Первобытная любовь возбуждается запахом больше, чем касанием. Авилов молчал.
— А теперь и меня отпусти! Глазаньки-то я проглядела, Викешеньку искавши! — завыла Аленка. — Викеша, братеночек!
Авилов поднял голову и посмотрел на нею странным взглядом, смутным и будто голодным.
«Братеночек Викеша». Таким точно словом его называла когда-то Ружейная Дука. Раньше Авилов о женщинах не думал Они приходили к нему, и он брал их, небрежно и бережно, вместе султан и рыцарь. От рыцаря до султана всего один шаг.
Но теперь его грызла голодная зависть, голодная ревность. Настоящий Викеша братеночек родился от его плоти и отошел от него. И молодчиком Викешей полковник Авилов уж больше не будет никогда.
— Пусти меня, — умоляюще шепнула Аленка. И видя, что Авилов молчит, подскочила и закинула ему руки на шею и прижалась к лицу его своей нежной румяной щекой.

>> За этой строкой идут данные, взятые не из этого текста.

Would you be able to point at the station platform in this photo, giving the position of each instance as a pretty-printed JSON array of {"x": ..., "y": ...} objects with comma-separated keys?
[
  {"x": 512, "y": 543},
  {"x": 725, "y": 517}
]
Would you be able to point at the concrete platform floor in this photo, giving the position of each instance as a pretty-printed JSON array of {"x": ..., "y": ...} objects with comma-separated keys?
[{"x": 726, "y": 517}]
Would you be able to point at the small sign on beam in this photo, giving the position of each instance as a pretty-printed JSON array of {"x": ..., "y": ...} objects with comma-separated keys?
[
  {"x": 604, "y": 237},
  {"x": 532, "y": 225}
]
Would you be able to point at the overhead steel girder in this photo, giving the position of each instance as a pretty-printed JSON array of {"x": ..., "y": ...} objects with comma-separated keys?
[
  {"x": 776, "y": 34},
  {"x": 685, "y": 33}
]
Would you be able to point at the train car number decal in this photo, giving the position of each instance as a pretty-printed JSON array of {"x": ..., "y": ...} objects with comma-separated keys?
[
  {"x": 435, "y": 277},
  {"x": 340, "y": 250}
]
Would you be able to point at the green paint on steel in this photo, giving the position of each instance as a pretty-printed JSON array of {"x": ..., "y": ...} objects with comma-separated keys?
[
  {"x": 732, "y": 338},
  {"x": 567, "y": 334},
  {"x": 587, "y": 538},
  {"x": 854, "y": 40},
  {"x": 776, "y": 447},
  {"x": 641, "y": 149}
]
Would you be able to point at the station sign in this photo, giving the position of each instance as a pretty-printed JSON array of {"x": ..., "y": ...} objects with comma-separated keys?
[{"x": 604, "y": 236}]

Авилов стиснул ее и поднял вверх, как перышко.
— Пусти! — крикнула Аленка уже по-другому. Но голос ее потерялся в человеческом капкане, сдавившем ей шею и грудь…

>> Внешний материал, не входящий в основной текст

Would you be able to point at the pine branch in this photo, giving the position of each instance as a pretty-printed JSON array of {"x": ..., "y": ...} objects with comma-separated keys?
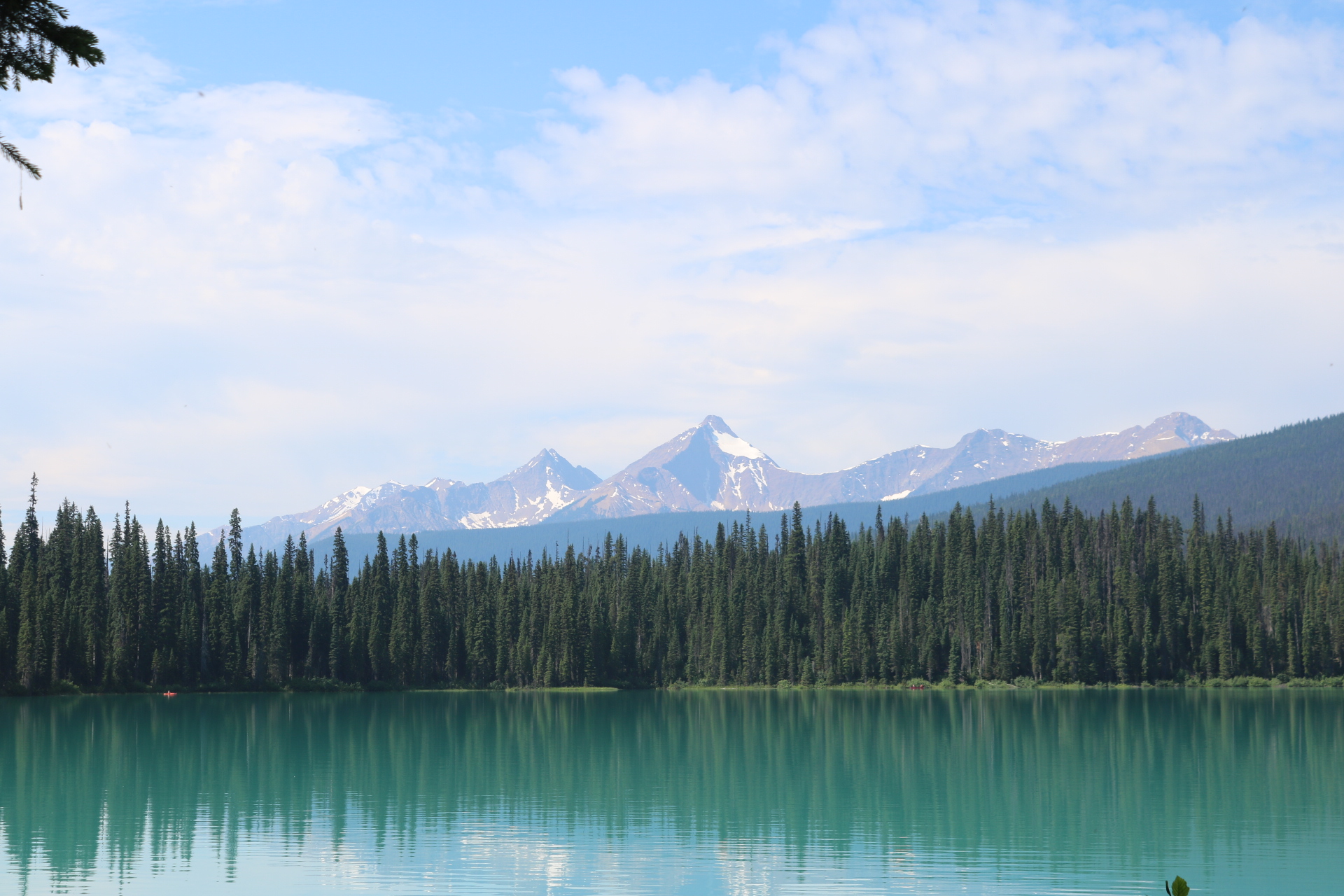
[{"x": 11, "y": 153}]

Рано поутру Варвара Алексеевна поднялась на крылечко к Авилову. Подождала, постучала, но никто не ответил. Тогда она дернула за кожаную скобку. Дверь оказалась незапертой, и колымская княгиня вошла к своему князю.
Авилов сидел, опираясь руками на стол. Он поднял ей навстречу равнодушные глаза. Аленка сидела не в коморе, а тут же на полу, скорчившись, как побитая собака.

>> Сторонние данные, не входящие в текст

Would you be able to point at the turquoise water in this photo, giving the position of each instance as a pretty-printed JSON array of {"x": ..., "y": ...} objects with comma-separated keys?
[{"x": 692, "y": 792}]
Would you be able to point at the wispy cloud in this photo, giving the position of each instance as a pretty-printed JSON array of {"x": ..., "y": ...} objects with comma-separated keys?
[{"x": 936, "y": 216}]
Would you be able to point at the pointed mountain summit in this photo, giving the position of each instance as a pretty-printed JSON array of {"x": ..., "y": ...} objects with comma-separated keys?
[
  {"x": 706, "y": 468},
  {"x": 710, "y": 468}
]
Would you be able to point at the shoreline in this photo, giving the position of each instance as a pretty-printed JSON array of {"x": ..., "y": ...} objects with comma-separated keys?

Варвара Алексеевна опять-таки поняла с первого взгляда. У ней было опыта довольно с козлиной породой мужчин.
— С легким паром, — сказала она с насмешкой. — С законным браком.
В голосе ее не было особенной злости. Мало ли с кем не бывает.
Авилов на насмешку не ответил.
— Убери ее прочь! — указал он глазами на Аленку.
XXVII
Маленькая черная фигурка движется в яркости снега через тундру, такая одинокая, затерянная в безбрежной ширине. Это Аленка возвращается из страшного плена, в последнее убежище, в поселок на Чукочьей виске.
Варвара Алексеевна просто столкнула ее с крыльца, как собаку, как гадину, и еще изругала ее грубыми мужскими словами:
— Пошла к такой матери!
Аленка отряхнулась и пошла. Собак ей не вернули, не дали куска на дорогу, да она и не просила. За последний кусок дорого она заплатила батюшке свекру, полковнику Викентию Авилову.
Шагает Аленка вперед без лыж, без посоха. Остеклевший убой не садится под ней, с пригорка на пригорок скользит она привычными ногами.
Двоится у Аленки в уме. Два у ней Викентия Авилова. Свекор и муж. Или оба ей мужья. У обоих побывала. И такие похожие, глазастые, тяжелые, такой самый запашок. Пить хочется Аленке. Она падает на землю и лижет холодный убой, как собака. Припадает к последней струе и глотает холодную воду. Потом поднимается и двигается дальше.
Через тундру шагает Аленка, убегает от отряда и не знает куда. Была в Черноусовой, а уходит на Чукочью. А в какой стороне Чукочья? Безжалостное солнце светит ей прямо в лицо. И жмурится Аленка, глаза ее слепнут, красные, желтые круги бегут перед ней, словно тоже убегают через тундру.
Отчего солнце ей бьет в глаза? Давно она идет. Полдня. А может, три дня, неделю, месяц. И было так, что солнце светило ей сзади. А, может, она возвращается назад на Черноусову? Запуталась Аленка.
Не зная, куда ей итти, Аленка садится на пригорок и плачет горючими слезами, как заблудившийся ребенок. Страшно на тундре, как в темном лесу. Куда ни повернется, уже ей повсюду чудится мужчина, высокий, глазастый, и тянет к ней длинные руки. Куда ей спастись? В землю зарыться? Но стеклянистый наст не прорубишь топором, а у ней только слабые ногти. Этими ногтями царапала Аленка волосатую грудь Викентия Авилова. Которого? Первого? Второго? Она хорошенько не помнит. Царапала Аленка, но ничего не процарапала.
Сидит на пригорке Аленка, закрывает от солнца лицо и плачет горючими слезами. А солнце ведь вовсе не злое. Оно глядит на нее пристально своим пламенным оком. Жалко даже солнцу обиженную девочку. Затягивается дымом сияющий глаз, тускнеет печальная тундра. Темнеет улыбчатое небо. Гляди, и заплачет заодно на голову Аленки холодными весенними слезами.